Three-dimensional Liver Respiratory Motion Tracking in Ultrasound Images via Vascular Structural Projection Optimization and Multi-path Constrained Estimation

Two-dimensional ultrasound (US) imaging is widely used in abdominal interventional procedures. However, liver respiratory motion and the lack of spatial structure information in 2-D US images significantly impact the accuracy of interventions. This work aimed to construct a 3-D respiratory motion model of the liver based on optimized structural vector projection of US images to improve liver motion tracking accuracy. This work first extracts vascular topological information from 3-D US images and tracks 2-D vessel motion in 2-D US images. The 2-D vessel motions are spatially mapped to 3-D space via topological information, enabling 3-D liver motion estimation through structure vector projection optimization.

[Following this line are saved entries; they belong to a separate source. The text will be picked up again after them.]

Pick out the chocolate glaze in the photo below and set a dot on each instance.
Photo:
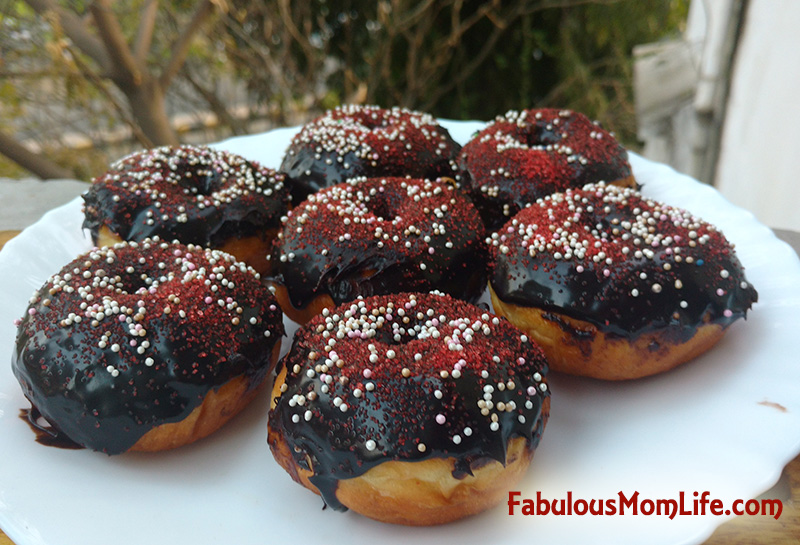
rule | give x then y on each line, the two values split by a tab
677	282
523	156
194	194
340	242
104	387
45	434
367	141
402	410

To enhance estimation accuracy in sequential US images, a multi-path constrained optimization strategy is used to evaluate and select optimal 3-D motion vectors as the final estimation result. This framework ultimately establishes a 3-D respiratory motion model of the liver based on structural vector projection analysis. The proposed motion model is validated using both simulated and clinical US data. Experimental results demonstrate that the method achieves an average motion estimation error of less than 2mm and outperforms existing methods in the evaluated experiments, indicating its capability for accurate 3-D respiratory motion tracking tasks.